分子標的特異的免疫毒素療法:標的毒素は.免疫毒素または細胞毒素としても知られ.腫瘍細胞または腫瘍血管内皮細胞の表面にある特定の抗原または受容体.例えば上皮成長因子受容体.トランスフェリン受容体.インターロイキン13またはインターロイキン4受容体に結合する細胞分子であり.毒素成分は腫瘍細胞を殺すことができます [2]。 悪性腫瘍の治療用抗体は.マウス由来抗体やキメラ抗体からヒト化抗体へと徐々に進化してきました[2]。 臨床試験で使用されるほとんどの細胞毒は.分子の毒素部分を細菌や植物の毒素から改変し.細胞認識部分.すなわち標的部分を抗体やキャリアに置き換えたものである。

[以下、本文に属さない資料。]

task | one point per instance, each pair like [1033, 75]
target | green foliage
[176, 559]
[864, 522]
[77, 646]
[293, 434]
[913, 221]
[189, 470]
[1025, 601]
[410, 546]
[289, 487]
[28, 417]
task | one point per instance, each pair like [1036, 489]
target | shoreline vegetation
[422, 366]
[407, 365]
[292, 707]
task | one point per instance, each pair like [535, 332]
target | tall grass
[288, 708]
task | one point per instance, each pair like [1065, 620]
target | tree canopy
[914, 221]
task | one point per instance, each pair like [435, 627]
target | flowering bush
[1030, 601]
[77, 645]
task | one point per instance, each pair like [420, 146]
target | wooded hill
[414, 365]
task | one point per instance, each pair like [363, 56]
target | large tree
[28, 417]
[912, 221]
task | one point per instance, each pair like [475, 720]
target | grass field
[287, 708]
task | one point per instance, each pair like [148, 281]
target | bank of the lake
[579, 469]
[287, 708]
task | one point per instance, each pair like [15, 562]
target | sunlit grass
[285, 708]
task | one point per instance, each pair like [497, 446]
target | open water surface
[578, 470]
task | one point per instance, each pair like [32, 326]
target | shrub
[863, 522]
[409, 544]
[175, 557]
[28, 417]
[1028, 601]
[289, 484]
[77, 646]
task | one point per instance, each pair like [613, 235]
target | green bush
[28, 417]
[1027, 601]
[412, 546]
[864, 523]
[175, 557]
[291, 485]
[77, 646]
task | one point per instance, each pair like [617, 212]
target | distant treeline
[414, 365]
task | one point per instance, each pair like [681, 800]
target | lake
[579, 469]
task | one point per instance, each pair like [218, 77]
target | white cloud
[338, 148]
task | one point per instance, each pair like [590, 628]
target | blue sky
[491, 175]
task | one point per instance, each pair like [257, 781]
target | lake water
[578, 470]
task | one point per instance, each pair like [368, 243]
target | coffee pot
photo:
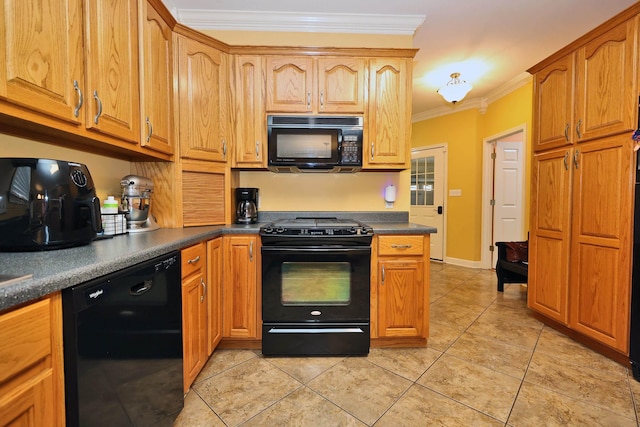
[246, 205]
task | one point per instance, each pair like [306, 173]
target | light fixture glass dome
[455, 90]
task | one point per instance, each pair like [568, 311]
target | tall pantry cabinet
[585, 104]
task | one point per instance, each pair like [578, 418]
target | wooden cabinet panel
[240, 287]
[214, 293]
[341, 85]
[156, 80]
[31, 365]
[203, 102]
[606, 83]
[553, 105]
[250, 120]
[601, 245]
[111, 68]
[42, 52]
[388, 130]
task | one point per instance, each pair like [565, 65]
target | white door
[427, 194]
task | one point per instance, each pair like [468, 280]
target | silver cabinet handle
[204, 289]
[76, 111]
[150, 129]
[396, 246]
[95, 96]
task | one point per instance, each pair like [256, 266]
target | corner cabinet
[400, 290]
[31, 364]
[240, 289]
[387, 140]
[582, 185]
[203, 101]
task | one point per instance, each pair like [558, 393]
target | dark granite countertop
[55, 270]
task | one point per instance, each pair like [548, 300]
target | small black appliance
[246, 205]
[46, 204]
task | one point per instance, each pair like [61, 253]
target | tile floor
[488, 362]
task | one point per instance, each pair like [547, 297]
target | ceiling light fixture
[455, 89]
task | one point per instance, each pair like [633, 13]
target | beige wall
[105, 171]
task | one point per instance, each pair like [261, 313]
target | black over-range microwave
[314, 143]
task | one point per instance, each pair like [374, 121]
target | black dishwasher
[123, 347]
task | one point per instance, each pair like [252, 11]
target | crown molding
[480, 103]
[299, 22]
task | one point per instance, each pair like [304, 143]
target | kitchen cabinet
[156, 79]
[194, 311]
[203, 101]
[240, 288]
[214, 294]
[31, 364]
[590, 92]
[304, 84]
[250, 140]
[585, 106]
[111, 69]
[42, 55]
[387, 137]
[400, 288]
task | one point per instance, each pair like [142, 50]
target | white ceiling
[490, 42]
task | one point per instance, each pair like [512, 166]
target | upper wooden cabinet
[42, 56]
[588, 93]
[203, 101]
[304, 84]
[250, 122]
[156, 80]
[387, 141]
[111, 66]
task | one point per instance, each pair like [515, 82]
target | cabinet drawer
[193, 259]
[25, 334]
[400, 245]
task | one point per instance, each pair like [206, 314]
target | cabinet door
[553, 103]
[601, 243]
[41, 52]
[341, 85]
[214, 293]
[290, 84]
[111, 65]
[250, 119]
[388, 133]
[606, 83]
[549, 238]
[156, 81]
[400, 298]
[240, 287]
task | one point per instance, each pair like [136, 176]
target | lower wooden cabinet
[31, 364]
[241, 287]
[400, 290]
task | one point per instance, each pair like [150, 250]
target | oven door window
[316, 283]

漢方治療:漢方薬による保存的治療は.陰陽.気血.臓腑の機能を調整し.不足を補い.実体を沈めることで.臨床症状を軽減し.寿命を延ばすことができます。 漢方薬は術後の回復を助け.吐き気.嘔吐.食欲不振.脱毛.肌荒れ.不眠や眠気など放射線治療による副作用を改善し.放射線治療のコースを完了させ.患者さんが望む結果を得られるよう手助けをします。
神経膠腫の個別化治療とは?
神経膠腫は.患者さんの全身状態.年齢.腫瘍部位.性質.特徴に応じて.術後腫瘍内間葉系化学療法.術後腫瘍内小線源療法.術後経脳動脈インターベンション化学療法.非高圧状態簡易経脳動脈インターベンション化学療法.免疫誘導放射線治療.腫瘍組織の間質液放射線治療.末梢血造血幹細胞支援大量化学療法などの様々な統合治療を行っています。

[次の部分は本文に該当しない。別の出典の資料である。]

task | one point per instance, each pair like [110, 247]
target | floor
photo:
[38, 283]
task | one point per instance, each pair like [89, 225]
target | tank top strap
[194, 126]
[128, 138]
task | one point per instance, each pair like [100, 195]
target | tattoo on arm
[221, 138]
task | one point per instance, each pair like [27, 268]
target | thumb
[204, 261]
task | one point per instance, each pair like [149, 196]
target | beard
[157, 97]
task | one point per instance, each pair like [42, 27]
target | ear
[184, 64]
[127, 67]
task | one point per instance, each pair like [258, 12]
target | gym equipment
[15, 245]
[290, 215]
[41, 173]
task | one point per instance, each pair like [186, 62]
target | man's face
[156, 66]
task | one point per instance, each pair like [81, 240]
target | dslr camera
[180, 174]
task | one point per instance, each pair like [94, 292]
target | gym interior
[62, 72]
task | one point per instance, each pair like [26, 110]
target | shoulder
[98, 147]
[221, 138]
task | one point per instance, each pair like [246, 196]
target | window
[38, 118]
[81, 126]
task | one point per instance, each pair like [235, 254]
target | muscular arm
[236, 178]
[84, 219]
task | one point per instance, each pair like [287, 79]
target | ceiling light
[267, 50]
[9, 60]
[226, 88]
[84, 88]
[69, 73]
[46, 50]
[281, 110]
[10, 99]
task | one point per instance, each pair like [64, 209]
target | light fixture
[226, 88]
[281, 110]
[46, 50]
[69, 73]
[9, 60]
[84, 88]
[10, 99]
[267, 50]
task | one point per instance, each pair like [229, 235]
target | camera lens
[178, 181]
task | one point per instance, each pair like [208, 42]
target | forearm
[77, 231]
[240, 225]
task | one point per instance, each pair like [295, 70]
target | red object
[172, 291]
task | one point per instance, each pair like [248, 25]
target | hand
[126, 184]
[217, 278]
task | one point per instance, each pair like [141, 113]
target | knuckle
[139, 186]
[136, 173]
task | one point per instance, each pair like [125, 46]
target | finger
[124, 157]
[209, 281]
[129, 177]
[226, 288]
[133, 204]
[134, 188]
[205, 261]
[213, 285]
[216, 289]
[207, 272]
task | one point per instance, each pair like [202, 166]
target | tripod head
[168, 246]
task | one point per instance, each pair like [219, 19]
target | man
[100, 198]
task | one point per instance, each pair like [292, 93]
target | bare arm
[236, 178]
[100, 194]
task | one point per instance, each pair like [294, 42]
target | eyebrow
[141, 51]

なぜ.神経膠腫の包括的な治療に力を入れることが重要なのでしょうか?
悪性神経膠腫細胞は.免疫回避.急速な複製.自己損傷修復の3大機能を持つ.狡猾で粘り強い敵である。 これらの機能を克服し.抑制し.打ち負かすことによってのみ.病気は治る。 放射線治療はこれらの細胞の一部には有効ですが.残念ながら無酸素状態やG0段階の細胞は殺せないことが多く.放射線治療だけで残りの腫瘍細胞をすべて殺せる可能性は低くなります。 しかし.理論的には.腫瘍細胞が1つでも残っていて.そこに十分な血液と酸素が供給されていれば.新しい腫瘍を作ることは可能です。

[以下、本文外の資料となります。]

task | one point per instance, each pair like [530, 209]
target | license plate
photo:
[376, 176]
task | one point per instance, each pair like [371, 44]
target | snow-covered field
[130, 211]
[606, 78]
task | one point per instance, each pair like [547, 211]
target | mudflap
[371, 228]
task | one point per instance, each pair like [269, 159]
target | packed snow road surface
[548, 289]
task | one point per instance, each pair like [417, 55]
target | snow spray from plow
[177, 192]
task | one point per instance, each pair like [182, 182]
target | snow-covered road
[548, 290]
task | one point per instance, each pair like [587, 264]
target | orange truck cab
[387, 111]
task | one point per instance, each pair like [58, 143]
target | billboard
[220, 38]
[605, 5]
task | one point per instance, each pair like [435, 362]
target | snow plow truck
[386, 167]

一方では.従来の外科手術や放射線治療の技術を改善・最適化し.他方では.多くの新しい治療項目や手段を加えて.従来の治療法の抜け穴や欠点を効果的に補い.腫瘍細胞を残さない全周連続・三次元・包囲型の総合治療システムとなっているのです。 総合的な治療を正しく適用することで.悪性神経膠腫の治癒率や生存率が大きく向上することが証明されています。
神経膠腫の再発では何を見るべきですか?
腫瘍の再増殖:厳密には.腫瘍の再発と腫瘍の再増殖は定義が異なり.前者は手術で完全に取り除いた腫瘍が再び頭蓋骨内で増殖すること.後者は手術で一部取り除いた腫瘍が頭蓋骨内に残り.再び増殖することを指します。 この場合.レビューの回数は前者より多くなります。 レビューの回数や間隔は.条件が異なるため.具体的な状況に応じて決定します。 見直しの回数や間隔は.具体的な状況に応じて決定します。
腫瘍の再発の有無:ほとんどの患者さんは腫瘍を完全に除去しても再発しませんが.それでも腫瘍が再び成長する場合があり.通常は元の腫瘍部位で成長します。 一般的に.術後1年間に1~2回程度.腫瘍の状態を確認しますが.臨床症状や画像異常がなければ.徐々に確認回数を減らしていきます。 腫瘍が再発した場合は.再手術を検討することができます。
また.腫瘍の再発なのか放射線脳壊死なのかの区別には特に注意が必要で.PET-CTのさらなる検査でほぼ判断がつきます。 患者さんの体調を把握する:神経膠腫の中には.手術後に体の機能や臓器に多くの変化が見られるものがあります。